There is no built-in way to track statistics within the constraints of the MediaWiki software that Wikisource uses. Because of this, a program runs externally and updates statistics on-wiki in the form of Lua tables. This raw data is then used by templates and Lua modules to present the data to users.

The current proofreading progress of Indexes are written to modules like Module:Monthly Challenge category stats/data/2021-05

Daily statistics are written to modules like Module:Monthly Challenge daily stats/data/2021-05.

These statistical tables should not be manually edited, as that would be overwritten next time the stats update.

TemplatesEdit

Templates provide most of the "UI" of the Monthly Challenge. A complete list of the templates can be found at Category:Monthly Challenge templates.

Logic templatesEdit

  • {{Monthly Challenge listing}} this is one of the core modules and is used on every monthly overview page (for example: May 2021). This module takes the data from the works data table and analyses each index relevant to the current month's challenge. It then arranges the works into sections based on work length and proofreading status, and outputs "tiles" for each work.

There are some templates that provide more fine-grained views into the Monthly Challenge data:

UI templatesEdit

There templates provide parts of the UI for the Monthly Challenge

BotsEdit

Some parts of the Monthly Challenge cannot be achieved using only what MediaWiki provides through templates and modules. These parts are therefore done by scripts and bots outside the MediaWiki framework.

StatisticsEdit

Current proofread progress stats and per-challenge daily stats are provided by external program that analyses relevant revisions in the Wikisource database, computes the number of pages in the given statuses and writes to the data tables described above.

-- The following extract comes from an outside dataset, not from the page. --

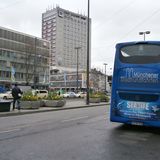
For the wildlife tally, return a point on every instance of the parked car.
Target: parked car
(6, 95)
(40, 93)
(69, 95)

The statistics are gathered by analyzing the edits made to each page for each index in the month's category. There are some limitations and qualifications to how this data can be used:

  • The total number of pages (a figure that includes pages that don't exist yet) for an index is based on the data stored in the pr_index database table at the time the script is run. This count is used for all the stats, so if the file changes during the month, days before the change will also use the new count.
  • Edits will only be considered if they are made during the month. If a page is moved into a challenge work partway though, only edits made to that page since the start of the month count towards daily stats. The overall per-index stats will include the new statuses.
  • Works are included based on current category membership. If an index is removed from the category during the month, stats for previous days will be removed at the next update. If a work is added to the challenge, all edits made to its pages (during the month so far) will be included in daily figures from the start of the month.

The current proofread status is determined using the same list of revisions that the daily stats use (as opposed to the q0-4 fields of the pr_index table). There should be no difference in these figures, but since the database table requires the index to be purged to be up to date, there could be minor and temporary differences.

Statistics are generated according to server time, which is UTC. Thus, if you want to sneak in last-minute edits and you live in California, you only have until about 5pm your time before you miss the cut-off!